Document Preparation

  • Straighten the image. Skewed text (even 2-3 degrees) significantly hurts accuracy. Most OCR engines attempt auto-deskew, but manual correction before scanning is more reliable. If you have a scanned PDF with skewed pages, consider rotating the pages first.
  • Remove borders and artifacts. Crop the document to remove scanner borders, black edges, and binding shadows. These artifacts confuse layout analysis.
  • Select the right language. Always specify the primary language of the document. For mixed-language content (English headers with Chinese body text), use the combined language mode if your OCR tool supports it.

Common OCR Challenges

Handwriting

Standard OCR engines are trained on printed text and perform poorly on handwriting. For handwritten documents, use specialized services (Google Cloud Vision, Amazon Textract) that have handwriting-specific models. Accuracy varies widely depending on handwriting legibility.

Tables and Forms

OCR engines recognize text but not table structure. A scanned table may come out as jumbled text with lost column alignment. For structured data extraction from tables, dedicated document AI services or manual post-processing are often necessary.

Multi-Column Layouts

Newspapers, academic papers, and magazines often use multi-column layouts. OCR engines may read across columns instead of down them, producing nonsensical output. Adobe Acrobat and advanced OCR tools handle columns better than basic engines.

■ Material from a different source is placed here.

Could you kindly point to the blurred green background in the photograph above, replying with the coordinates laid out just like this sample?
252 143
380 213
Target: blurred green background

Low-Quality Faxes and Photocopies

Documents that have been faxed or photocopied multiple times accumulate noise, lose contrast, and develop artifacts. Each generation degrades quality. For these documents, aggressive preprocessing (contrast enhancement, noise removal, binarization) before OCR can significantly improve results.

OCR vs. Text Extraction: Know the Difference

Not all PDFs need OCR. There are two kinds of PDFs:

  • Digital PDFs — Created from Word, Excel, HTML, or any application's "Export to PDF" function. The text is already embedded and selectable. Use the PDF to Text tool — it reads the text directly, is faster, and is 100% accurate.
  • Scanned PDFs — Created by scanning paper documents. Each page is an image. The text exists only as pixels. This is where OCR is necessary.

How to tell the difference: open the PDF and try to select text with your cursor. If you can highlight individual words, it is a digital PDF and OCR is unnecessary. If clicking and dragging selects the entire page as an image, it is a scanned PDF and needs OCR.

After OCR: Next Steps

  • Proofread the output. Even the best OCR makes mistakes. Common errors include confusing similar characters (l/1, O/0, rn/m), dropping punctuation, and merging or splitting words incorrectly.
  • Convert to your target format. Once you have the text, you can paste it into a document, spreadsheet, or database. For creating a formatted PDF from the extracted text, use the Text to PDF tool.
  • Archive the searchable version. If you ran OCR on a scanned PDF and generated a searchable PDF (with the text layer), keep this version as your primary archive. It preserves the original visual appearance while enabling full-text search.
  • Compress if needed. Scanned PDFs with OCR text layers can be large. Compress the PDF to reduce file size while keeping the text layer intact.